Эти слова лишь удвоили злобу Туллио.
- Замолчишь ты наконец? Я ничуть не переменился и прекрасно себя чувствую...
- Неправда, ты совсем не такой...
- Замолчи, тебе говорят!.. А еще хочешь, чтоб тебя не обзывали... Только бестолочь может рассуждать так, как ты... - Круто повернувшись, он отошел от зеркала в конец комнаты и стал надевать халат. - И потом, что это ты выдумала насчет какого-то друга? - спросил он. - Кто там меня ждет?..
- Не знаю, - ответила мать, не переставая плакать. - Этот человек сказал, что он твой друг и хочет поговорить с тобой о важном деле...
Брюзжа, Туллио вышел из спальни в коридор. Настроение у него было прескверное. "А ведь мать права, - думал он, - за последнее время я ослабел, изнервничался, раздражаюсь по пустякам". Занятый этими мыслями, он толкнул стеклянную дверь и вошел в гостиную.
Эта комната с массивной светлой мебелью и пустым столом, более чем когда-либо похожая на приемную министерства, была залита солнцем, которое проникало сюда через два окна и освещало толстый слой серой пыли, скопившийся здесь за много недель. Вот уже больше месяца Туллио не приглашал сюда друзей и не вел с ними умных разговоров. У одного окна, ярко освещенный солнцем, которое било ему прямо в морщинистое лицо, сидел Де Гасперис.
Он был по обыкновению в светлом спортивном костюме, но небрит и казался усталым. Когда Туллио увидел его, к нему вернулись все страхи, которые владели им накануне. "Пришел просить денег", - подумал он и твердо решил про себя не давать ничего.
- Добрый день, как поживаешь? - сказал он, подходя к гостю и радушно протягивая руку.
Де Гасперис пожал ее, пробормотав что-то невнятное. Потом оба сели.
- Прости, что я пришел так рано, - начал Де Гасперис тихим и ровным голосом. - Ты спал?
- Да нет же... Что ты! - сказал Туллио. - Как твоя жена?
- Превосходно... Кстати... - Де Гасперис поколебался. - Ты не видел ее?
- То есть как это? - удивился Туллио. - Я видел ее вчера вечером...
- Да, конечно, конечно, - поспешно согласился Де Гасперис. - Я это сказал просто так... Кстати, я пришел просить тебя об одном одолжении...
- Слушаю.
Де Гасперис, казалось, не столько робел, сколько отупел вконец. "Быть может, - подумал Туллио, - он просто пьян с раннего утра". Тот долго ерзал на стуле, щурился от солнца, потом сказал:
- У меня к тебе вот какая просьба: моя жена шьет несколько платьев, а у меня как раз сейчас нет денег, чтобы уплатить.

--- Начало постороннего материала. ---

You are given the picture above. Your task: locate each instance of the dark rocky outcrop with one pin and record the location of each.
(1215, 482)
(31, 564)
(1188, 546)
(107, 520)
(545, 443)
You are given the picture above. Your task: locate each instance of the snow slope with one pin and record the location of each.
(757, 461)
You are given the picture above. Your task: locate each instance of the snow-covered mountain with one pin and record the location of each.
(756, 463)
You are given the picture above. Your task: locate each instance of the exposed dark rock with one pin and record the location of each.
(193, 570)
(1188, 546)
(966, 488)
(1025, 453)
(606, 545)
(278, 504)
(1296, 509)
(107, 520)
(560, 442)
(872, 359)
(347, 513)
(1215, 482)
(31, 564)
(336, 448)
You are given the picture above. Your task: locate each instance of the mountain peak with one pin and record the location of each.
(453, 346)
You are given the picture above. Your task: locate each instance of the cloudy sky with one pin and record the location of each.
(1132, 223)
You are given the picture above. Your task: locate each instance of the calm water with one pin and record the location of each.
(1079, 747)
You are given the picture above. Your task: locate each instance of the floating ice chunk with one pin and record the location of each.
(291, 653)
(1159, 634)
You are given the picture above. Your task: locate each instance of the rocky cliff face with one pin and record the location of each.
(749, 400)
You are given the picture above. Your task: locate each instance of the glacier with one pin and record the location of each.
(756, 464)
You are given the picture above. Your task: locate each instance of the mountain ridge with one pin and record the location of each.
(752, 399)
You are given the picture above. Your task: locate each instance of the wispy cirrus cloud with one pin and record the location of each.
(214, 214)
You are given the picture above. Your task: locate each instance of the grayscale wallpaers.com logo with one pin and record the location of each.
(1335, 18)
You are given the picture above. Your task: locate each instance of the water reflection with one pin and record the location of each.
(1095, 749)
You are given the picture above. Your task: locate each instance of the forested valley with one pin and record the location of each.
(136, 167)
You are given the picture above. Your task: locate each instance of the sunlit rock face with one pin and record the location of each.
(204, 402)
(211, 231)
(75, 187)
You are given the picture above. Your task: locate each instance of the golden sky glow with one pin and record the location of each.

Не можешь ли одолжить мне две тысячи...
- Две тысячи чего?
- Две тысячи лир, - сказал Де Гасперис без смущения, с какой-то забавной твердостью.
Они посмотрели друг на друга. "Вот оно!" - подумал Туллио. И вдруг почувствовал, что Де Гасперис каким-то образом, быть может от самой жены, узнал о том, что произошло между ними накануне в беседке. И теперь, как хороший земледелец, который, засеяв поле, собирает в срок урожай, он пришел получить мзду за новый роман жены. Он ожидал, что Туллио поймет его с полуслова и все будет чинно-благородно, без всяких протестов или - еще хуже - торговли. Это подтверждалось его ссылкой на платья жены. В самом деле, зачем бы стал Де Гасперис говорить о ее платьях, если бы не собирался сыграть на чувствах своего приятеля? И Туллио почувствовал, что у него никогда, не было таких веских оснований быть скупым.
- Мне очень жаль, - сказал он поспешно и встал, - право, жаль, но я ничем не могу тебе помочь.
Де Гасперис принял отказ без удивления, с тем же непроницаемым видом, с каким высказал свою просьбу.
- У тебя нет денег или ты просто не хочешь мне дать? - спросил он, тоже вставая.
- У меня нет, - ответил Туллио. Слова ему ничего не стоили, и поэтому он охотно пустился в объяснения: - Видишь ли, дорогой Де Гасперис... Я не богач; как ты сам можешь убедиться, мы с матерью живем очень скромно... Две тысячи лир в наше время большие деньги... К тому же отчего бы тебе не попросить портниху подождать?.. Эти люди привыкли, чтобы им не платили.
Де Гасперис, казалось, не слушал его. Он словно мог думать только об одном и как будто боялся, что если заговорит о другом, то погрязнет в разговорах и упустит главное.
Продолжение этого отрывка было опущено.